Each player takes a dive board, a screen, five double-sided Air tokens numbered 1-5, a shell to show player colour, and its matching pawn to place on the Descent (score) board; optional companions with single-use powers can be chosen before diving in, too. In the centre of the play area, a frame is placed to hold the 36 see-through Ocean cards which have been shuffled, rotated, shuffled, flipped, shuffled and... well, you get the idea.

Each round, all players simultaneously examine the first five levels of the Ocean. As well as decorative sea flora and fauna (including a particularly impressive whale), each level might show a shark, turtle and/or manta ray. Players use their Air tokens in the order of their choosing to 'program' the dive, guessing whether each level has a shark on it, placing the token shark-side up on their dive board if so; get one wrong and any potential progress from the first error is lost. The further you go, the more you risk, especially in the Deep Waters, where one mistake costs your whole turn.

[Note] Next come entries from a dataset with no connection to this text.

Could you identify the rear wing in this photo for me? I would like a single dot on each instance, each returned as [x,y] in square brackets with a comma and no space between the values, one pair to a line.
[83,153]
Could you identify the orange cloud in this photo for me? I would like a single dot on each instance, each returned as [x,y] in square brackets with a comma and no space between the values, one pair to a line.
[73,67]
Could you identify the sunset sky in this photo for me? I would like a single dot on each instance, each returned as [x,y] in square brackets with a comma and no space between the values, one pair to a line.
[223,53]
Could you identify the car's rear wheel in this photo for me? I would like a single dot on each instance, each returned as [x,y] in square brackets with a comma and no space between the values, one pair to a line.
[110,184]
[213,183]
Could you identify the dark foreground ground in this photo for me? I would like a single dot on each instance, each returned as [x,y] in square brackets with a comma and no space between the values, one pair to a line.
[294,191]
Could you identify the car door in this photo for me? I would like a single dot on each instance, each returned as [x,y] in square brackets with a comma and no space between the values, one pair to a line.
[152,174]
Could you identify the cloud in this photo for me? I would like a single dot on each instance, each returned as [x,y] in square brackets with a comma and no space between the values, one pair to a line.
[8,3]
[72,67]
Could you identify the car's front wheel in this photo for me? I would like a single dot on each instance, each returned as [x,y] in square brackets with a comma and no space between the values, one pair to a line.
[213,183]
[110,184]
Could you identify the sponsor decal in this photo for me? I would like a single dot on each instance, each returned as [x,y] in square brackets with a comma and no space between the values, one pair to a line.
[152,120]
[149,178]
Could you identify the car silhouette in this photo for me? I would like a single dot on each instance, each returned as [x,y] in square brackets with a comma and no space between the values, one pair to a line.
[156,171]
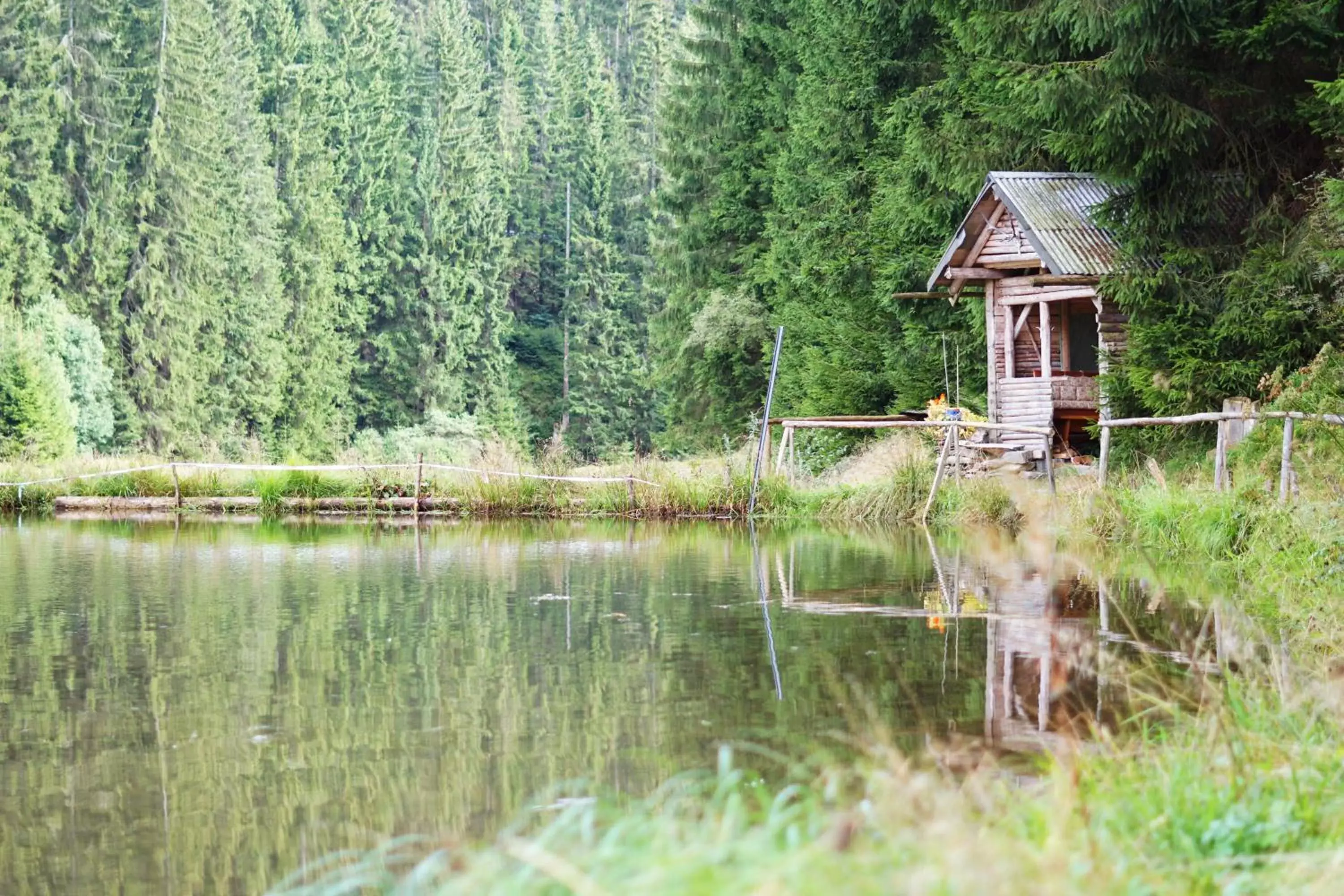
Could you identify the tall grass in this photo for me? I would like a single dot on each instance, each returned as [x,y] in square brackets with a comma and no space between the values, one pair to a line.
[1245,797]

All players remove their screens and the programs are assessed. If there are any turtles or a manta ray on a level, the values of the players' Air tokens become important: the highest (and you can stack tokens to sum their numbers) receives an immediate bonus of +1 movement for a green turtle, +2 for a red turtle, and the manta ray advances a player's pawn to the one ahead of it, a potent catch-up opportunity, especially in a two-player game; nothing for a tie, though. From level 15 on the Descent board, the manta ray has no effect, so the catch up only applies early on. Once progress has been updated, the next dive is programmed. When one player reaches level 23, that round is the last, with the deepest diver the winner; somewhat disappointingly, there is no tie-break.

Dive is great fun: the main physical components are well matched by the engaging and challenging-but-not-too-challenging round-by-round guesstimation of what is on each level. In the clear and logically laid out rulebook, players are encouraged to use flashlights to illuminate the ocean from any angle, even below, which really evokes an aquarium vibe. No, the decisions to be made aren't deep, but they are a parallel contest against the game and opponents.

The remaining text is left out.